The introduction to Buck pays homage to the famous scene in Apocalypse Now when Martin Sheens’ character rises silently from the water, his fur (Buck, not Martin Sheen’s) soaked and plastered. “In the past,” said Garfield, “we haven’t actually been able to get the fur to look wet. We’ve had wet grooms for the fur, but there was never a good way to move a sheen or highlight texture through the fur, and put fluid effects on top of the fur, drips and things, to make it look right.” In this movie, Blue Sky took the time to develop better techniques, combining the best of both worlds of hand animated FX and procedural or simulation based effects.

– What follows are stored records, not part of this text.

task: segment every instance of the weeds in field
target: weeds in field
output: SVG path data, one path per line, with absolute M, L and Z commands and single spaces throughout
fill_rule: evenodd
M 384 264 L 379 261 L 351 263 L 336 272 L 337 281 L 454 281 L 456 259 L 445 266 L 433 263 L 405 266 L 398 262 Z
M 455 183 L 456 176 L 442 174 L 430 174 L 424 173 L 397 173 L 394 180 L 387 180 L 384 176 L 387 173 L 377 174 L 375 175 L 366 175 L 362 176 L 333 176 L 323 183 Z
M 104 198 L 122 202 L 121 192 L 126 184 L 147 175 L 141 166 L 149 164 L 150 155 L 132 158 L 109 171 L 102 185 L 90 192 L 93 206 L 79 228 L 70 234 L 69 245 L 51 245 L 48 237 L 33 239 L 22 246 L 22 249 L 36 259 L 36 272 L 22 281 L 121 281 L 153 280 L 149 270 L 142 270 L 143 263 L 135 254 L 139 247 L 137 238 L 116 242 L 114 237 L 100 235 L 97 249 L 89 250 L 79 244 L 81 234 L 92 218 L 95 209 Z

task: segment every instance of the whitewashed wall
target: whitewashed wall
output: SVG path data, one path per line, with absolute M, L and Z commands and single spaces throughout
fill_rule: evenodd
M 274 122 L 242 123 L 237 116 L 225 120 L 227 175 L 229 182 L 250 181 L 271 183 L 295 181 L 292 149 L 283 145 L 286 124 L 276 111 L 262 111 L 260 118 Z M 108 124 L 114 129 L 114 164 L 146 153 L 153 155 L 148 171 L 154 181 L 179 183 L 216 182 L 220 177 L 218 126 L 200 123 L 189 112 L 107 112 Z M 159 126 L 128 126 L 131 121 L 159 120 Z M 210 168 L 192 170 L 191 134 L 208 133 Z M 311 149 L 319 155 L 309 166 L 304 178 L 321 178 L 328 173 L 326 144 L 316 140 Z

Blue Sky found that neither using strictly procedural or simulation methods nor manual methods give the style that director Carlos Saldanha wanted, or the control or directability they needed, especially for a scene requiring the water to drip and run off in sheets, utilizing four water drip systems, each with a different resolution and noise water bump seamlessly integrated together. “We combined a lot of different techniques. We had one of our FX animators use a rig to make hand animated drips on his nose, over his lips, drips along the knife he’s holding in his teeth. Those were animated off the character and his props, and through the water."
"What we would do is take a pruned selection of those hand animated particles and apply them to a 2D fluid sim using Realflow's Realwave surfaces (Next Limit) which gave us control over the ripples made from the droplets” The fact that this wass a close-up shot meant the detail had to be high res and accurate, employing the use of secondary splashes too. “Because we combined hand animated FX with both procedural and simulated effects, we were able to really control it. After two or three iterations the director loved it. That was a nice way to work.”